In Brazzaville, I stayed in a guest room at INCEF’s headquarters, located in the Centreville neighborhood. The experience of studying human beings in their natural settings almost never goes completely smoothly, and this trip was no exception. INCEF’s Executive Director had intended in be in Brazzaville to meet me, but she was delayed several weeks and did not arrive until I had been there almost four weeks. The project that I had planned to observe was on hold due to lack of funds, and many of the activities that I had hoped to observe were likewise delayed or suspended. All of this provided me with the chance to explore Brazzaville and observe daily life there, to have longer conversations with INCEF’s staff, and to study their library of public health and conservation films in greater detail. The realities of living and working in a developing country, with inconsistent electrical supply, running water, and internet service also provided important background context to help me understand the structural barriers INCEF faces in their work every day.

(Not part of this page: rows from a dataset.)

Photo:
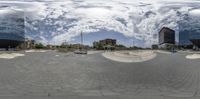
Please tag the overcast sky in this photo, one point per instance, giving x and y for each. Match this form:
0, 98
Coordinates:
55, 21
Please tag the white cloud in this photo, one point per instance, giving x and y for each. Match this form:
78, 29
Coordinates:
59, 20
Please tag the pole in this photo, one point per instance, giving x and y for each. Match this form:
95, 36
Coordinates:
81, 46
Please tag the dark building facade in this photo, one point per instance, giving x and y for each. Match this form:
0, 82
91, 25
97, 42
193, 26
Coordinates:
12, 32
166, 35
184, 39
105, 44
195, 38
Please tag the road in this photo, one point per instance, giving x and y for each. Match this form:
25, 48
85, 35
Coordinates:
52, 74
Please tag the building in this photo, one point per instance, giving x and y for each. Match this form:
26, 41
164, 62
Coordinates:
12, 32
111, 42
105, 44
184, 39
166, 38
195, 39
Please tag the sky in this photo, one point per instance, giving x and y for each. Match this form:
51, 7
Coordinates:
56, 21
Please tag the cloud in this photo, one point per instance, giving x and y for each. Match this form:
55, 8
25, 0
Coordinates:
60, 20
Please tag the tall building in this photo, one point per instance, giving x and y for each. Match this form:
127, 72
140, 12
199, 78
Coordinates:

My first weeks of observations and interviews with INCEF staff, and with individuals from other organizations such as the Wildlife Conservation Society that partner with INCEF in Brazzaville, provided me with a preliminary set of data to analyze, and important context for my later observations in the field. After four weeks in Brazzaville, I traveled north to the town of Impfondo, where I met with two of INCEF’s educators to prepare for a trip out to the village of Makolongoulou to screen several INCEF films as part of their work on violence prevention and public health with UNICEF. I conducted observations at a number of INCEF film screenings and at the facilitated discussions that followed, both in the village and in Impfondo. This trip gave me the opportunity to see INCEF’s communication methodology in practice, and added a great deal of information to the data I had collected through earlier interviews. From Impfondo, I returned to Brazzaville to conduct a few final interviews and prepare to return to Seattle.

Louisa & Mika-sm

Further research activities
Back in Seattle, I have continued to pursue new contacts and find connections with researchers doing similar work. Perhaps unsurprisingly, I have found that many more people are interested in talking with me now that I have completed an initial field study, and I have begun to develop several promising contacts at the University of Washington in the departments of Anthropology and Computer Science and Engineering. I have written a paper based on my preliminary research findings, and submitted it to the NCA conference. I am also developing a project in collaboration with Public Health-Seattle & King County and the Masters of Communication in Communities & Networks program at UW. I will lead a year-long graduate student practicum to apply some of the communication methodologies used by INCEF – video, facilitated discussion, local perspectives and languages – to the task of reaching the many different cultural and language communities around King County, Washington with public health messages.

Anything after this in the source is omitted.